In our case, aruco_detect has been configured to listen to /camera/rgb/image_raw for sensor_msgs/Image messages and publish fiducial_msgs/FiducialTransformArray to /fiducial_transforms. A fiducial transform message contains a marker id and a 3D transformation that tells the position and orientation of the marker with respect to the camera.

Last but not least, we need to figure out how we are going to control the robot. The goal of our control algorithm is to maintain a certain pose relative to a given target. The idea of vision-based control is about driving a robot with visual feedback. We will use the extracted information from the camera images to control the robot. So, for every fiducial transformations message, our control loop will act as follows:

  • if marker is not detected
    • if enough time has passed, start exploration
  • if marker is detected
    • if exploration is in progress, cancel exploration
    • compute global navigation goal
    • send navigation goal

To follow a target, we need to first see the target. If the target is not in the camera’s field of view, we cannot just stay idle, as it might never show up. So we need to start exploring the space. We will consider two simple approaches:

  • move to a vantage point where we can expect the target to appear
  • rotate in place 360 degrees to observe the space all around

Given that we see the marker, and we have its transformation, \(T_{cf}\), we need to compute the navigation goal, \(T_{mt}\), for the robot. The marker transformation is in the camera frame. We need to first express it in the robot frame, and then the map frame. The robot to camera transformation, \(T_{rc}\), is defined by the URDF of the robot. The map to robot transformation, \(T_{mr}\), is estimated by localization. tf can do all these calculations, and give us the marker in the map frame, \(T_{mf} = T_{mr} T_{rc} T_{cf}\). Then, we only need to apply the marker to target transformation, which is defined by us, to get the desired pose of the robot.

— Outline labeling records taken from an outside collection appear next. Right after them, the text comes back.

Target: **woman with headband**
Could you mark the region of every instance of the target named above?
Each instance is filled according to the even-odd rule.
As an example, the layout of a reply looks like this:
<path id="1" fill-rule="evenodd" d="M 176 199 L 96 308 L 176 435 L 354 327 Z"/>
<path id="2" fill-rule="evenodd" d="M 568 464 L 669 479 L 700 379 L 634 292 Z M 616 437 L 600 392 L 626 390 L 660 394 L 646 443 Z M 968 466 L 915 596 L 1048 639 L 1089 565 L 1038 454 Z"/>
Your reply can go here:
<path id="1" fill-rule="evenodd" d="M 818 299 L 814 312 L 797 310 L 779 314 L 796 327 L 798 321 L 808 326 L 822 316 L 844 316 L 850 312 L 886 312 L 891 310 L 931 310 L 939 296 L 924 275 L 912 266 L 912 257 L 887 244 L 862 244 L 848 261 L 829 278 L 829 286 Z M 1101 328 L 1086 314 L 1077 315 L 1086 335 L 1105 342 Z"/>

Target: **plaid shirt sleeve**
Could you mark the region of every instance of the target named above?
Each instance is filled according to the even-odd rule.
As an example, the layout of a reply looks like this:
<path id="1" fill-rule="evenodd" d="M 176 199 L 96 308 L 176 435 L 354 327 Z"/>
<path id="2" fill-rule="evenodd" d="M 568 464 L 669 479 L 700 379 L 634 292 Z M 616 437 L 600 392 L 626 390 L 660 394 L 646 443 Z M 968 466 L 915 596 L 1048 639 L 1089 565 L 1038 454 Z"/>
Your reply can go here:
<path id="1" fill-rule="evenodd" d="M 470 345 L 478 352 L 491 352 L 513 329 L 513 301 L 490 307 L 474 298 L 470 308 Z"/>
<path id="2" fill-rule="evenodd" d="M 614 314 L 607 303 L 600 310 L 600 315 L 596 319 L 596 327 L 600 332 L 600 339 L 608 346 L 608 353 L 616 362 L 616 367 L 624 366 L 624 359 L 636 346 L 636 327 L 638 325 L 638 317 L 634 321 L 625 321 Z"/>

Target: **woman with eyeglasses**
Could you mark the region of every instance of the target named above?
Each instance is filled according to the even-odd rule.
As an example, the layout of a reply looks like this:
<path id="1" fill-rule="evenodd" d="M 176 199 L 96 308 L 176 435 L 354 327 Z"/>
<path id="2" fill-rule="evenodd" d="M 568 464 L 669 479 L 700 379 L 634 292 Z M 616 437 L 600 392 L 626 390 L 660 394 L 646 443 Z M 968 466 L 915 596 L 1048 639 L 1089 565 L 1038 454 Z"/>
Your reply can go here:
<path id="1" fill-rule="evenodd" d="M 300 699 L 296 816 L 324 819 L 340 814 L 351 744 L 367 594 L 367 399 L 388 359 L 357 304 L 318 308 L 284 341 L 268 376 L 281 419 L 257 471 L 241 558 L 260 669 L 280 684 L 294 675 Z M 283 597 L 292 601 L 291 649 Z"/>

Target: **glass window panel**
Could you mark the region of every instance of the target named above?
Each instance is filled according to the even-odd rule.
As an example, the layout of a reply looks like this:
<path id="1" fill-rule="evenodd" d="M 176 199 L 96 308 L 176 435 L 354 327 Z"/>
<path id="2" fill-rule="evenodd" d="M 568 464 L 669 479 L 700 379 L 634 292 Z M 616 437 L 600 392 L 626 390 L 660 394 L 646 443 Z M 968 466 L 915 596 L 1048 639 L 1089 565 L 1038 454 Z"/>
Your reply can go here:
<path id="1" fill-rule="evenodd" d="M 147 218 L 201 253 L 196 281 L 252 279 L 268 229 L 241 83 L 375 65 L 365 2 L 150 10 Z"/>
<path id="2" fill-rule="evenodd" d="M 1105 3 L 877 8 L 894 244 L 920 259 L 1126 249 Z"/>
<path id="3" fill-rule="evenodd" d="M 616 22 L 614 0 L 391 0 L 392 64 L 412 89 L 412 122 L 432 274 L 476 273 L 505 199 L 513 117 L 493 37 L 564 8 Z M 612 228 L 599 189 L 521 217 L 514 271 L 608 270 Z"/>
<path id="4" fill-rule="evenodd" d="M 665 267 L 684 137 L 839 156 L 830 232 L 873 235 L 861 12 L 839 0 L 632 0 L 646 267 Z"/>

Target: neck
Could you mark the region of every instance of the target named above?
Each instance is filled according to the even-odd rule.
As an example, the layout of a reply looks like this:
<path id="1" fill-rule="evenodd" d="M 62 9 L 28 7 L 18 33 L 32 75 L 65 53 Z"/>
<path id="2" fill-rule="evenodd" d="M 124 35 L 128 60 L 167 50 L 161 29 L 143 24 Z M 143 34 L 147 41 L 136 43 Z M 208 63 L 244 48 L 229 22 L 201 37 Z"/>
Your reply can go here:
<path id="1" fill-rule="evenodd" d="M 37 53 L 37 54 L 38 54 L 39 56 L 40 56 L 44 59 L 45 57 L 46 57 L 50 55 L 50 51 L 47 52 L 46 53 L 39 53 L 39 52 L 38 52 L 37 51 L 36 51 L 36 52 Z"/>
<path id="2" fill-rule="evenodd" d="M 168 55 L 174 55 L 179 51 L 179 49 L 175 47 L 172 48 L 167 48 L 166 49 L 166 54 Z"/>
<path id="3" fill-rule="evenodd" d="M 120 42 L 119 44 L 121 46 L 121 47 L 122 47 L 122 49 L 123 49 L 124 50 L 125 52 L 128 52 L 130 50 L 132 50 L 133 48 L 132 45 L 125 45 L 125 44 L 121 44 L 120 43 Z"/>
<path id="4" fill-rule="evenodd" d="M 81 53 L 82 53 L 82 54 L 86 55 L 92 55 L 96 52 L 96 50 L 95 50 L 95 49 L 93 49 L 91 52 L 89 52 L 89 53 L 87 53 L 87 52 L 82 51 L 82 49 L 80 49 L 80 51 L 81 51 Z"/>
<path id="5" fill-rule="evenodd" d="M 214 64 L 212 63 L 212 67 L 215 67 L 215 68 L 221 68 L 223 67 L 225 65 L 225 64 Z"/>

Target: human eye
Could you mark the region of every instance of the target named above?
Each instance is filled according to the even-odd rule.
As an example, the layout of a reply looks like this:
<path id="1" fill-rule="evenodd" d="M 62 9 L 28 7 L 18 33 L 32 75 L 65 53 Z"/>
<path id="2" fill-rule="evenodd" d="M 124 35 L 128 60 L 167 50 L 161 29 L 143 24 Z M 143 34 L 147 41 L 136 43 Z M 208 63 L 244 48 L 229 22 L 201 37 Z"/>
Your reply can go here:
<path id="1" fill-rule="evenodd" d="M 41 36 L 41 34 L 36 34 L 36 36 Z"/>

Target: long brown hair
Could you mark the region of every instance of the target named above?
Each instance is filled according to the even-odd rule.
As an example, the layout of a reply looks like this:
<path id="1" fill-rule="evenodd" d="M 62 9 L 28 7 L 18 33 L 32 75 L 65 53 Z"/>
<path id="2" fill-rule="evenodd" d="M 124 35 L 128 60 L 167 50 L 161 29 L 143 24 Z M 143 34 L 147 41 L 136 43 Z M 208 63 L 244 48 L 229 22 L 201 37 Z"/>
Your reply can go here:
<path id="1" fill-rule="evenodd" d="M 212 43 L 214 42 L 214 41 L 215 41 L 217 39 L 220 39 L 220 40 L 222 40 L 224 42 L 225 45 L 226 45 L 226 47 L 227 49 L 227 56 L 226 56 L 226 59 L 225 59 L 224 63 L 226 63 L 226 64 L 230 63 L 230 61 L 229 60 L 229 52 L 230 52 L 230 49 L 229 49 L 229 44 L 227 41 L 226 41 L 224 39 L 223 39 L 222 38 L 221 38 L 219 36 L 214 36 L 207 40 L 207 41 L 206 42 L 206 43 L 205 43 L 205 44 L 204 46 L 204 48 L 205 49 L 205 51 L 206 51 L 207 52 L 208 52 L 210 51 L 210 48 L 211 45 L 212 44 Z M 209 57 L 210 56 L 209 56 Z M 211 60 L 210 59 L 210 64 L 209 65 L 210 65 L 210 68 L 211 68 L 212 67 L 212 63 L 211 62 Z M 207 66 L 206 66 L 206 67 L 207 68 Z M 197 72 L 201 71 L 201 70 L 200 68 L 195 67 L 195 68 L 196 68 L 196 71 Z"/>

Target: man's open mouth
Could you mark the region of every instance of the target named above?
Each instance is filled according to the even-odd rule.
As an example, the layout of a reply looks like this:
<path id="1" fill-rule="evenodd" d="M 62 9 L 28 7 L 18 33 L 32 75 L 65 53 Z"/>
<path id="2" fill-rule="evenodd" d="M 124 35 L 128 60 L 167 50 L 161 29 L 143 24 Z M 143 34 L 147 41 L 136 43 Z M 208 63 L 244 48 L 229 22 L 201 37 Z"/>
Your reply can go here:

\[T_{mt} = T_{mr} T_{rc} T_{cf} T_{ft}\]

move_base has two interfaces for sending navigation goals. One is a topic, move_base_simple/goal, and the other is an action, move_base. We use the topic to continuously send goals as we receive marker transformations. But we use the action when doing exploration so that we have some feedback. In the case of the ‘rotate’ exploration, for example, we want to keep going as long as we don’t see the marker. For that, we need to know when the robot has reached the commanded orientation so that we send the next one.

What was discussed is implemented in the follow_marker node in grobot_navigation. To see it all in action, you can run the visual_servoing.launch with your preferred exploration strategy.

> roslaunch grobot_bringup visual_servoing.launch exploration_strategy:=move_to_target
> # or
> roslaunch grobot_bringup visual_servoing.launch exploration_strategy:=rotate


It doesn’t take long to notice that the approach is unreliable. The robot frequently loses track of the marker. The problem is that we are giving a goal to the robot and letting it freely navigate. In this example, we implemented our algorithm as an application on top of move_base. In a real scenario, we would have to integrate our additional requirements into the navigation planner. The goal would be to make sure that the robot keeps track of the marker and to optimize its trajectories by anticipating where the marker is going to be.


We’ve seen how we can create and configure multiple resources in a simulation. We’ve worked on an application where we controlled a robot with input from a camera and had it follow a marker. The result was inadequate, but it showcases that by combining gazebo and ROS, we get a platform where we have all the freedom we need to experiment. So, what are you going to try next?